Kebetulan, tak jauh dari TGR terdapat sebuah kampus, sehingga banyak mahasiswa yang datang. "Kami sengaja menjual makanan dengan harga terjangkau, untuk kelas menengah. Soalnya, mereka yang datang naik motor justru enggak suka banyak tanya. Habis makan, langsung bayar. Kalau orang berpenampilan keren, lebih sering tanya-tanya, repot," tutur Indra sambil tertawa.
Konsumen yang datang pun beragam dan rata-rata bermobil. "Meski tempatnya ada di pinggir jalan, tapi tidak kena debu, konsumen juga bisa menikmati suasana Bandung yang sejuk. Orang Jakarta sangat suka ke sini."

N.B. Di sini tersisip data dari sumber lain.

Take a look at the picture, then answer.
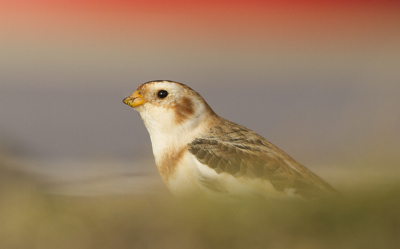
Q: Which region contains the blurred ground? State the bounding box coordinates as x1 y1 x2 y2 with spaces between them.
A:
1 154 400 249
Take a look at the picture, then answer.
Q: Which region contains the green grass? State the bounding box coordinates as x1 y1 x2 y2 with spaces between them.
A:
1 160 400 249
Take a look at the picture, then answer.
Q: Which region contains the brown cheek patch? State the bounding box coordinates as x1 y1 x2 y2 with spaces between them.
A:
157 146 188 184
174 97 195 124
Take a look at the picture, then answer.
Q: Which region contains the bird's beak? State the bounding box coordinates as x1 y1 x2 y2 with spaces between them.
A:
123 90 145 108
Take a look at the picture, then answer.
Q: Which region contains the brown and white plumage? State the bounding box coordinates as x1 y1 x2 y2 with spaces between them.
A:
123 80 337 200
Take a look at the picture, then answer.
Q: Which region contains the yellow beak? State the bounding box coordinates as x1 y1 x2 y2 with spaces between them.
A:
123 90 145 108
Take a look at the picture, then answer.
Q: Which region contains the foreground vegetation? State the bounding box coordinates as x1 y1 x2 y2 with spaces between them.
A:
1 159 399 249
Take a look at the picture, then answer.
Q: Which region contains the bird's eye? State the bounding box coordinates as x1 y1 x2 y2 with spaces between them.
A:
157 90 168 99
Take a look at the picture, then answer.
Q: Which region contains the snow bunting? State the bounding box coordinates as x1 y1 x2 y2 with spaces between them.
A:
123 80 337 200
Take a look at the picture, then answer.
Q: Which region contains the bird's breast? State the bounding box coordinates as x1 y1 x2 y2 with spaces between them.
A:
155 145 189 184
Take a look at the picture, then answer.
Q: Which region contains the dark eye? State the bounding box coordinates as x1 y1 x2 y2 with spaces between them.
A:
157 90 168 99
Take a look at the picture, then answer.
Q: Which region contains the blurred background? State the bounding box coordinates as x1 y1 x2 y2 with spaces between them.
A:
1 0 399 187
1 1 400 248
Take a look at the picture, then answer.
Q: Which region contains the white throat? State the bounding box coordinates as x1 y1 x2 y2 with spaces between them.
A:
137 103 211 160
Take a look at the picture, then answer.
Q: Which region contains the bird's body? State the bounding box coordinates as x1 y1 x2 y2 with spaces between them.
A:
123 80 337 200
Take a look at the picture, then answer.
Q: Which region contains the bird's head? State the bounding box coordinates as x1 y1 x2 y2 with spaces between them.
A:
123 80 216 136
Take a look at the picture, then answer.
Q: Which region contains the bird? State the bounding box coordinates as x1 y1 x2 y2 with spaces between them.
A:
123 80 338 200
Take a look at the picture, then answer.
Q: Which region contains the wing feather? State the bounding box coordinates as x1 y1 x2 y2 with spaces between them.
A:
188 120 338 199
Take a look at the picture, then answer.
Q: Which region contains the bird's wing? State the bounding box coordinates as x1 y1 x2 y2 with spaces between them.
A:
188 136 337 199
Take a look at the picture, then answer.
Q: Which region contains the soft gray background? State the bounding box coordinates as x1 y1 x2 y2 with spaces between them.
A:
1 65 399 166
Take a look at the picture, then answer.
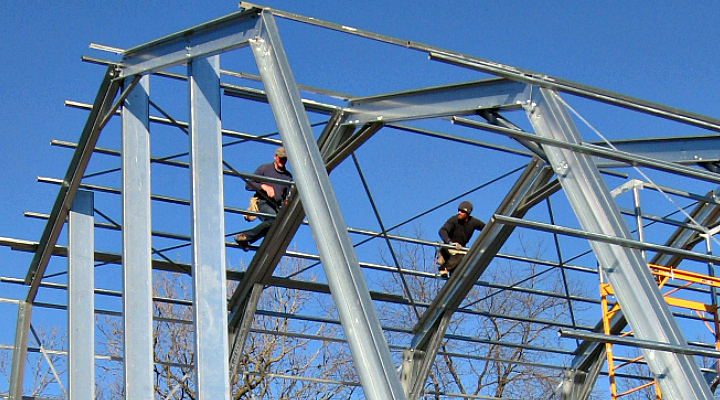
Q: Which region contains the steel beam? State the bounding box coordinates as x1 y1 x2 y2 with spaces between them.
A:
121 75 155 398
67 190 95 399
592 136 720 167
120 9 263 77
528 87 712 400
188 55 230 399
8 301 31 400
250 11 406 400
25 66 121 302
340 78 530 125
402 157 554 400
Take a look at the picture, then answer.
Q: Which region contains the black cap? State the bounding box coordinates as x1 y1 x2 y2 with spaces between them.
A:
458 201 473 215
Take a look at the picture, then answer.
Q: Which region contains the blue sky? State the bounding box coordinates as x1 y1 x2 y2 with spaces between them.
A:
1 0 720 395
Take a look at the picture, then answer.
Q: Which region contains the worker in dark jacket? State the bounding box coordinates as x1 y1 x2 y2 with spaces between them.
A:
234 147 293 250
437 201 485 278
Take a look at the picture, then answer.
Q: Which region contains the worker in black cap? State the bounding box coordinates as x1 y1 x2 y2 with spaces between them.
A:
437 201 485 278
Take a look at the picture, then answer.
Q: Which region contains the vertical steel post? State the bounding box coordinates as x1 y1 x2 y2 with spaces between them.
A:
188 55 230 399
8 301 31 400
528 87 712 400
68 190 95 399
122 75 155 398
632 185 646 260
249 12 406 400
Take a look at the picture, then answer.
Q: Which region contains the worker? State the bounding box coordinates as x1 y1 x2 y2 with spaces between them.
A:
437 200 485 278
234 146 293 250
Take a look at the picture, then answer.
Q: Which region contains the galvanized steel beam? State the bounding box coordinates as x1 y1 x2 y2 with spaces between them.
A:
68 190 95 399
240 1 720 132
340 78 531 125
250 12 406 400
121 75 155 398
8 301 31 400
592 136 720 167
188 55 230 399
528 87 712 400
453 116 720 185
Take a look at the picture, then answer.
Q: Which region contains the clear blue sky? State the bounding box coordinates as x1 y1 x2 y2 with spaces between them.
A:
1 0 720 390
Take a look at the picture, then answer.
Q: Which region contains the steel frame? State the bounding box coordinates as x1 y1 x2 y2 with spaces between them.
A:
3 3 720 400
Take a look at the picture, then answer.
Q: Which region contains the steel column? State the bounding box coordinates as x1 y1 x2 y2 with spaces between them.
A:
121 75 155 398
8 301 31 400
528 87 712 400
68 190 95 399
250 12 406 400
188 55 230 399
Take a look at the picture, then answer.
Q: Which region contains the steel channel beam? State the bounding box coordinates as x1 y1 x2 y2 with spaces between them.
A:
528 87 712 399
8 301 31 400
120 75 155 398
120 9 262 78
67 191 95 399
25 66 121 302
188 55 230 399
403 158 554 400
592 136 720 167
339 78 530 125
250 12 406 400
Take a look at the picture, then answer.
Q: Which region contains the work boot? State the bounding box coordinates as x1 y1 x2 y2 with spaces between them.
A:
234 233 250 251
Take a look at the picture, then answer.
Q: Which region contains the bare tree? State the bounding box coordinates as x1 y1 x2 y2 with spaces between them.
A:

Oh ya, nama TGR tercipta karena pemiliknya kerap memberi teh poci khas Jawa Tengan dan gula batu gratis. Namun, kini kebiasaan itu ditiadakan. Untuk menjaga kualitas dan kebersihan makanan, Indra pun menerapkan sistem tak ada makanan yang "menginap", kecuali makanan beku.
"Hari ini harus habis, jangan bersisa. Makanan yang tidak habis, akan dibagikan ke karyawan," kata Indra seraya mengatakan, TGR sudah memiliki cabang di tempat lain, namun dengan nama berbeda, Tahu Tidur.